Will he fulfil his potential? Has he got the right skillset to fit into the team? Does he want it enough? There will be so many ifs, buts and maybes that define many a player’s fledgling career.
Sometimes clubs succeed with those decision, and sometimes they live to regret their decisions, with Plymouth Argyle experiencing the latter as they saw one of their own come back with a vengeance after being released at Home Park.
Isaac Vassell took the Football League by storm for a brief spell in the last decade, while the Pilgrims could only look on as their academy graduate excelled.

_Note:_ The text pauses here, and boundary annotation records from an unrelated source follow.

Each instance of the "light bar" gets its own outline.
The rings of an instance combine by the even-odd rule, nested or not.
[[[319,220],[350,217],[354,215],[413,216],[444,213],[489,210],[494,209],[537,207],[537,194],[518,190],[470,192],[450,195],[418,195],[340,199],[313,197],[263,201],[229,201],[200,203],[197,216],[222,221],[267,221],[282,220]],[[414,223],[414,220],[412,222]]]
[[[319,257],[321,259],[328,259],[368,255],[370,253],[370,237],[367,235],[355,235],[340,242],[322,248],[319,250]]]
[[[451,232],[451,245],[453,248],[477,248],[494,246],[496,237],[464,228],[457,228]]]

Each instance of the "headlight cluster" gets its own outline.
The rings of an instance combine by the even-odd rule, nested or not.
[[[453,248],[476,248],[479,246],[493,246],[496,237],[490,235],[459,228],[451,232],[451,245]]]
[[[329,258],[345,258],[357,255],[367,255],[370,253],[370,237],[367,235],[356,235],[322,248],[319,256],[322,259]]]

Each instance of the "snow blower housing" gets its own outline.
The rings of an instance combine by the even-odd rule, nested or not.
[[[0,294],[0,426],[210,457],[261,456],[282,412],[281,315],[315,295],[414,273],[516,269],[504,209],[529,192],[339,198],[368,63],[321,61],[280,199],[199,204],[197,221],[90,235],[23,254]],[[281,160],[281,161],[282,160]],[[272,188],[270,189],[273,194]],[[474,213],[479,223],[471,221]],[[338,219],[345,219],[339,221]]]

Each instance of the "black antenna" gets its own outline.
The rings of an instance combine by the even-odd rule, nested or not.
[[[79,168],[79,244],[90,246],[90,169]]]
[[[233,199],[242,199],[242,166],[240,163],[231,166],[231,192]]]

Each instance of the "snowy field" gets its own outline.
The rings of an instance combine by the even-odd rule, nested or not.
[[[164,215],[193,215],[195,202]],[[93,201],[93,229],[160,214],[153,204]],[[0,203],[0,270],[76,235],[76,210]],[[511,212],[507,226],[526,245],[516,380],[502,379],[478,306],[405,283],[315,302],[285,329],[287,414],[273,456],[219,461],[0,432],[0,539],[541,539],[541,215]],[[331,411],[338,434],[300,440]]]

Having come up through the ranks at Home Park, Vassell made his debut for a beleaguered Argyle side in a 1-1 draw with Shrewsbury Town at the start of the 2011/12 season, as he came on as a late substitute for Tom Hitchcock.

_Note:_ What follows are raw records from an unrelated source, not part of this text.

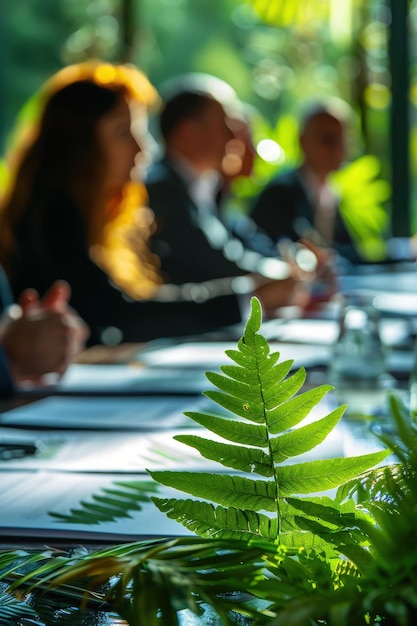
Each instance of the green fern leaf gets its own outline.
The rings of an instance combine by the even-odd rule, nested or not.
[[[277,537],[277,519],[254,511],[213,506],[199,500],[157,497],[152,500],[162,513],[176,519],[200,537],[246,541],[254,536],[270,541]]]
[[[287,499],[296,494],[314,494],[339,487],[381,463],[389,451],[286,463],[289,458],[309,452],[322,443],[341,419],[345,407],[314,422],[301,423],[333,387],[322,385],[303,391],[304,368],[290,374],[292,362],[280,363],[278,352],[270,354],[268,342],[258,334],[261,321],[260,303],[252,298],[251,315],[238,349],[226,352],[236,365],[222,366],[221,373],[207,373],[208,380],[217,389],[205,395],[228,414],[187,413],[222,441],[198,435],[176,437],[203,457],[238,474],[150,471],[155,481],[198,499],[153,500],[171,518],[204,536],[254,534],[288,541],[292,546],[323,545],[326,539],[314,530],[303,530],[299,511],[289,505]],[[309,519],[317,524],[322,535],[322,528],[327,528],[329,535],[330,513],[342,514],[338,506],[341,506],[340,499],[335,501],[335,511],[316,507],[313,515],[311,508]],[[313,528],[313,524],[310,526]],[[351,537],[353,543],[352,533]],[[348,543],[347,539],[345,541]]]
[[[36,611],[9,593],[0,593],[0,626],[21,624],[24,618],[36,620]],[[32,622],[32,623],[35,623]]]
[[[174,487],[197,498],[205,498],[223,506],[234,506],[250,511],[276,511],[277,485],[275,481],[252,480],[231,474],[206,472],[150,471],[154,480]]]
[[[100,524],[131,517],[130,511],[140,511],[142,502],[149,502],[157,485],[151,481],[117,481],[112,488],[104,488],[91,498],[81,501],[79,508],[68,514],[50,512],[57,521],[71,524]]]
[[[177,435],[175,439],[192,446],[206,459],[214,461],[220,459],[221,464],[225,467],[232,467],[248,474],[254,472],[260,476],[271,477],[273,475],[271,457],[262,450],[231,446],[196,435]]]
[[[373,452],[364,456],[306,461],[276,468],[277,483],[282,496],[316,493],[341,485],[354,476],[381,463],[388,452]]]
[[[207,430],[228,439],[234,443],[247,443],[251,441],[251,445],[257,448],[266,448],[268,445],[268,436],[266,426],[264,424],[254,425],[245,422],[237,423],[235,420],[224,419],[215,415],[205,415],[204,413],[185,413],[191,417],[197,424],[204,426]],[[174,439],[178,439],[177,436]]]
[[[343,412],[344,407],[339,407],[326,417],[312,424],[301,426],[284,433],[281,437],[272,439],[271,451],[274,463],[282,463],[288,458],[308,452],[314,446],[322,443],[339,422]]]

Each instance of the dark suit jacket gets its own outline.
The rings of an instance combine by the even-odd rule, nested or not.
[[[12,290],[6,274],[0,266],[0,314],[11,304],[13,304]],[[0,397],[10,396],[13,392],[13,387],[8,359],[0,345]]]
[[[60,191],[32,194],[16,237],[19,255],[9,277],[15,297],[26,287],[42,295],[55,280],[66,280],[71,306],[90,327],[89,345],[106,342],[103,333],[114,328],[119,341],[143,342],[203,333],[219,325],[217,298],[201,303],[134,301],[119,290],[90,258],[80,210]]]
[[[157,224],[152,248],[168,282],[199,282],[247,273],[224,254],[224,225],[215,215],[203,221],[184,180],[168,160],[151,166],[146,188]],[[208,237],[213,234],[216,239],[218,229],[219,243],[210,242]]]
[[[161,271],[169,283],[199,283],[243,276],[250,271],[224,253],[224,225],[214,215],[198,213],[187,186],[166,159],[155,163],[146,178],[149,206],[155,214],[156,232],[152,249],[161,261]],[[217,238],[216,233],[219,233]],[[253,268],[255,271],[255,268]],[[220,305],[220,303],[218,303]],[[237,297],[226,295],[222,310],[212,307],[213,318],[222,325],[240,321]]]
[[[276,243],[281,238],[298,241],[305,226],[314,226],[314,207],[293,169],[274,178],[254,201],[251,217]],[[337,209],[333,248],[353,263],[363,262]]]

Having endured back-to-back relegations from the Championship to League Two, the Green Army were happy just to have a team support on that opening day, such were the major financial issues looming over them during the past 12 months.
Players were going unpaid, the administrators were moving in, and the squad that were still at the club were scrambled together ahead of that trip to Shropshire, with Carl Fletcher’s equaliser that day celebrated like a cup-winning moment.
The heart of the club was still beating, with the fanbase pulling together like never before, with Vassell given brief moments to shine alongside the likes of Jordan Copp, Jared Simms and Curtis Nelson after emerging from the academy.
But all in all, the winger’s game time was limited, even with a squad stretched to its limits, with player-manager Fletcher only using him six times as a substitute, before sending him out to get some game time in non-league.
Having done enough to earn himself a year’s extension at the club in the summer of 2013, first-team opportunities were still unforthcoming, with an inevitable drop down into non-league following the year after, with Cornish side Truro City only too happy to take him off Argyle’s hands.
Leaving the full-time footballing life can never be easy for someone who has come up through the ranks in the Football League, with the hopes and dreams of carving a career in the game already looking like slipping away in his early 20s.
But when faced with that scenario, a player can either sink or swim, and Vassell dropped into the sixth tier with a point to prove, as he worked tirelessly on his game, and wreaked havoc for his new employers.
Ten goals in 39 games from his wide position was evidence of a player playing with fire in his belly, and not allowing the drop into the semi-professional game effect his vision of making it at the top.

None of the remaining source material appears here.